Runtuhnya Bendungan Gleno (The Gleno Dam Disaster) di Bergamo menjadi salah satu tragedi nan paling membekas dalam akal penduduk Italia. Pasalnya, waduk ini runtuh ketika baru dibangun dan menewaskan ratusan orang.
Dikutip dari tulisan Lorenzo Migliorati dari Departemen Manajemen, University of Bergamo, Italia nan tayang pada jurnal Italian Sociological Review, tragedi ini terjadi pada 1 Desember 1923. Tepatnya pukul 07.15 pagi di Provinsi Bergamo, wilayah Pegunungan Alpen, Italia utara.
SCROLL TO CONTINUE WITH CONTENT
Bendungan ini baru saja dibangun. Air baru terisi penuh pada Oktober 1923. Tapi siapa sangka, waduk secara tiba-tiba runtuh. Akibatnya sekitar enam juta meter kubik nan telah ditampung pun meluber.
Aliran air dan material nan sangat besar tersebut meluncur deras ke arah lembah di bawahnya (Val di Scalve). Air menyapu bersih desa-desa nan dilaluinya, termasuk Bueggio, Dezzo di Scalve, Angolo, hingga Darfo Boario Terme, apalagi kekuatannya meluas hingga ke Danau Iseo dan wilayah dataran rendah.

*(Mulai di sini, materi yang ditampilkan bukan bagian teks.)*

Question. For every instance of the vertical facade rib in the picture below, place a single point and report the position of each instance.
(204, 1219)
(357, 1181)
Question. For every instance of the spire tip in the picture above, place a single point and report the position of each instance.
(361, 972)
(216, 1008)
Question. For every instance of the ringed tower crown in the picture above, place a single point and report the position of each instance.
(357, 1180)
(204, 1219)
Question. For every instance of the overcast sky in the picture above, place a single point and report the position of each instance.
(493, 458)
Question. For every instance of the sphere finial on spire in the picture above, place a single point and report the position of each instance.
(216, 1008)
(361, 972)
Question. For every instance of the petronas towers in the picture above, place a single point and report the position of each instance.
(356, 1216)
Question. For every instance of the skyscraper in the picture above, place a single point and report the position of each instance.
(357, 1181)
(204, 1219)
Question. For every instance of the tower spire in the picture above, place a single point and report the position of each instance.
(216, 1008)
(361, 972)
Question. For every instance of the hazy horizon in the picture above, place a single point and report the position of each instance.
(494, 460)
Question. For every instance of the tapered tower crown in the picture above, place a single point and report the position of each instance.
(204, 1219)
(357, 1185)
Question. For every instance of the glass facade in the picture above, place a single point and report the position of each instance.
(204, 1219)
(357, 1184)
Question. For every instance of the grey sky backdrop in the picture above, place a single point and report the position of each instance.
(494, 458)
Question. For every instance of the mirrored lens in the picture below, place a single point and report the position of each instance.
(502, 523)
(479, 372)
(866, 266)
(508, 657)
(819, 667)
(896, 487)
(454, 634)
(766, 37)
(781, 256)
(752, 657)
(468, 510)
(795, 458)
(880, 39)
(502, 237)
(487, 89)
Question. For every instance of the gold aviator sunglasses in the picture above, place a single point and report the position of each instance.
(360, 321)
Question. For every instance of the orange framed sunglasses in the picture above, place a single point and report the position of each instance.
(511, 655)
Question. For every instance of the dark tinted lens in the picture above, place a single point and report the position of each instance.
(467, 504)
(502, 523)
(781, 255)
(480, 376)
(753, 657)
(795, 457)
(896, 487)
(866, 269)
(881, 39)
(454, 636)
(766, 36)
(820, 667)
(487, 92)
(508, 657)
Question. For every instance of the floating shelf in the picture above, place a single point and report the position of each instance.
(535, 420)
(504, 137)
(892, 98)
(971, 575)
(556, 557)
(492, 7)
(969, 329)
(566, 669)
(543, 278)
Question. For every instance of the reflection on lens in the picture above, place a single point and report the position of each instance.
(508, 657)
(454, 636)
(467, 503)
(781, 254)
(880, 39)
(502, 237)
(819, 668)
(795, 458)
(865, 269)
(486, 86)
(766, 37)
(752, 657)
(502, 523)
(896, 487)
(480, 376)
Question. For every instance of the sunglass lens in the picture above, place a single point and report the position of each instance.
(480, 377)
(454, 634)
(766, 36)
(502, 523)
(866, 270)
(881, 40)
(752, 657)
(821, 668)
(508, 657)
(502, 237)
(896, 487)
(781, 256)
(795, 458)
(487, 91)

Dalam catatan resmi, sekitar 356 orang tewas dari total populasi wilayah terdampak nan berkisar 10.000 penduduk. Namun, ada beberapa perkiraan menyebut total korban jiwa sebenarnya mencapai sekitar 500 orang.
Kerugian bentuk akibat musibah ini ditaksir mencapai sekitar 7 juta lira pada masa itu (atau setara dengan sekitar 15 juta euro.
Penyebab Runtuhnya Bendungan
Meskipun sempat muncul asumsi politik nan belum terbukti mengenai sabotase peledak oleh golongan "anarkis" lantaran situasi politik di bawah rezim Benito Mussolini, penyebab utama nan diyakini adalah lantaran kelalaian perencana konstruksi.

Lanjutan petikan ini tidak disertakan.